As they approached a pay phone on the corner, a tall woman, her sandy
hair cropped, took note of
The New York Times
real estate section in Chloe’s hand and stopped her. “Excuse me,” she said. “Are you here for 10-B?”
“Do you know the owner?” Chloe asked, thinking that Quincy Peterson, Columbia grad, was fortunate to have not only a large apartment but a girlfriend with no hips and cheekbones like jutting parentheses, the type of bones Chloe had always wished were the scaffolding of her soft, round face.
“I’m Quincy.
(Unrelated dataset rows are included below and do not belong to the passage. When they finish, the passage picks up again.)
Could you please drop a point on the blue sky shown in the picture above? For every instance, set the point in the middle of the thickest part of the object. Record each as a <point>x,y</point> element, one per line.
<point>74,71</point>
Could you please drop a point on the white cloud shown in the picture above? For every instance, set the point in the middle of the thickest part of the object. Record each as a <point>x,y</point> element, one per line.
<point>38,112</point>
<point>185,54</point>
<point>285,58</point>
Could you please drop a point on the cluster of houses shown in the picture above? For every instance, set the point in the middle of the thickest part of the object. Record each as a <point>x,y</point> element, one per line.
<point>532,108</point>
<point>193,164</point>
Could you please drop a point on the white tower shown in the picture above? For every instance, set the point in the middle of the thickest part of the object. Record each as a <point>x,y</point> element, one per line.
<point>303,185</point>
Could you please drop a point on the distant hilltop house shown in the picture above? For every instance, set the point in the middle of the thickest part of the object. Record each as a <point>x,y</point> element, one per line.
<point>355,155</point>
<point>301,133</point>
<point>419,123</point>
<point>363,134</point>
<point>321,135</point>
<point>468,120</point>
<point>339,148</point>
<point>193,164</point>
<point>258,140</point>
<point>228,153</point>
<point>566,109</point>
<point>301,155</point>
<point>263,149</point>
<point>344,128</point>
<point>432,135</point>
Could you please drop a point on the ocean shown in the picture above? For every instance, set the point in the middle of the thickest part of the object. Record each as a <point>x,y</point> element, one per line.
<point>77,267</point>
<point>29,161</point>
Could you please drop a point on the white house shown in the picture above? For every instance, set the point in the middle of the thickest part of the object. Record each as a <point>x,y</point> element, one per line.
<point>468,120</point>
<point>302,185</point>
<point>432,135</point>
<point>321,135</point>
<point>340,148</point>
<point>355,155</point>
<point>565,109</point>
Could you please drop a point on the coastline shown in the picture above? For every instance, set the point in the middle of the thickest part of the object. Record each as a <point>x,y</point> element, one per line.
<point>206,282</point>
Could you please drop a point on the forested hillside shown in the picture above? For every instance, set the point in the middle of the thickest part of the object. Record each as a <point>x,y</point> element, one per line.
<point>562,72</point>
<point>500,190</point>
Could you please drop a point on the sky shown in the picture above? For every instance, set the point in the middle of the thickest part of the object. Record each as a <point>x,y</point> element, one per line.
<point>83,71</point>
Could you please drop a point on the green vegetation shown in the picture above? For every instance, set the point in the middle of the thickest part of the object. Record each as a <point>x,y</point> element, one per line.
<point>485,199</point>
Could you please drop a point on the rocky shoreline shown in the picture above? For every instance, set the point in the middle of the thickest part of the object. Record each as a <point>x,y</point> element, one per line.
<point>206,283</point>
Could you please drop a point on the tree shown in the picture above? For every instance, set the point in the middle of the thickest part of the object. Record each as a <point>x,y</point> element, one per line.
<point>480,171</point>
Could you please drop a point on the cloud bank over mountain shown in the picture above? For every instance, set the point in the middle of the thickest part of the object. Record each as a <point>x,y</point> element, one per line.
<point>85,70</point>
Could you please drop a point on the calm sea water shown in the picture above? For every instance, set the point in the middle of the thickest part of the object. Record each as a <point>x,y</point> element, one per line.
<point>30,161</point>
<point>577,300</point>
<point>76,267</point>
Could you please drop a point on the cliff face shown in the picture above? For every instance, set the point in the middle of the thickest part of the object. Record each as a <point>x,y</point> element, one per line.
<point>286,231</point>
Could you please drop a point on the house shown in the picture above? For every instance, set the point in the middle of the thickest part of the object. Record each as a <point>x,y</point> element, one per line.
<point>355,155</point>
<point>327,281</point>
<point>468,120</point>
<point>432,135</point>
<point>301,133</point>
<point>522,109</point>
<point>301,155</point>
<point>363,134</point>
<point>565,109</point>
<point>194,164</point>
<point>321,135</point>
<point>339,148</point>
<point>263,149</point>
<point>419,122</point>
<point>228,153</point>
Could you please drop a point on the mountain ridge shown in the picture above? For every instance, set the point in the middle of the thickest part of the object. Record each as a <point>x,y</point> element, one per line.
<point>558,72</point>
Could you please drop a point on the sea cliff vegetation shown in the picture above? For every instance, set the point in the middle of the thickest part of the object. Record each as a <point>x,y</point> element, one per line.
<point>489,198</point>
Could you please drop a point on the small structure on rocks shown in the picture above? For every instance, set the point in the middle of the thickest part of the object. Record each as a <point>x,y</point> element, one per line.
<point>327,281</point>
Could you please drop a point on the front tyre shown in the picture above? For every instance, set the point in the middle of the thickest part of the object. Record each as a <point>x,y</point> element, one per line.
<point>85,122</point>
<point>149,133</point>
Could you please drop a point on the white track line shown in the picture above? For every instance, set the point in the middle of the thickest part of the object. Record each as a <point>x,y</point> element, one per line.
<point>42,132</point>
I don’t own the place, but I did just sign a three-year lease.” She held up an orange and white bag. “Snacks,” she said as she smiled to reveal a slight gap between her front teeth.
“We like you already.” Talia grinned, extending her hand.
Quincy took in the elbow-length gloves. Actress/waitress? She hoped not.
“Talia Fisher.”
“Chloe McKenzie.” Her cheeks were nearly as pink as her turtleneck, her voice high.
Quincy shifted the bag to the other hand. “You two are my first customers this weekend.” They reentered the building. “
Buenos tardes
, Jorge.”
“Help with your package, Missus Quincy?” The doorman stood to his full five-five.
“I’m fine,
gracias
.” The elevator arrived as if it were expecting her. At the tenth floor, she opened three locks and the women were met by sunlight that blasted the vast, vacant foyer. Quincy placed the bag on the scuffed parquet floor. “Take your coats,” she said. It wasn’t a question.
Talia and Chloe followed her past a shiny brass chandelier as big as the scratched oak table beneath it. “Dining room,” Quincy announced as she continued toward four naked casement windows that faced west. Between two buildings, a sliver of river was visible a block away. Quincy cracked one window a few inches, letting in the cold. “Sorry—it’s an oven in here.” And none too quiet—a small orchestra’s percussion section rumbled from the radiators. “Why don’t you look around?” With that, she disappeared.
Chloe grabbed Talia’s hand and squeezed it tightly. “The place could use some work—”
“But we haven’t seen the rest.”
The first door off a hall opened to a bedroom, empty but for a rocking chair. On peeling wallpaper, purple irises clung to a background of green. The next door led to a bathroom. “Clawfoot tub,” Chloe announced. It was ancient, spotless, deep. She pictured herself soaking in froth and allowed a few bubbles of optimism to float to the surface of her big-city dream. She and Talia returned to the corridor. Behind the next two doors were bedrooms, each with a closet the size of a cupboard; the last opened into a larger room whose iron bed was crisply made with white linen. From a window, the Hudson shouted for attention. Chloe squinted into the sun, turned to Talia, and for the first time that afternoon noticed that she no longer felt a yoke of tension harnessing her narrow shoulder blades.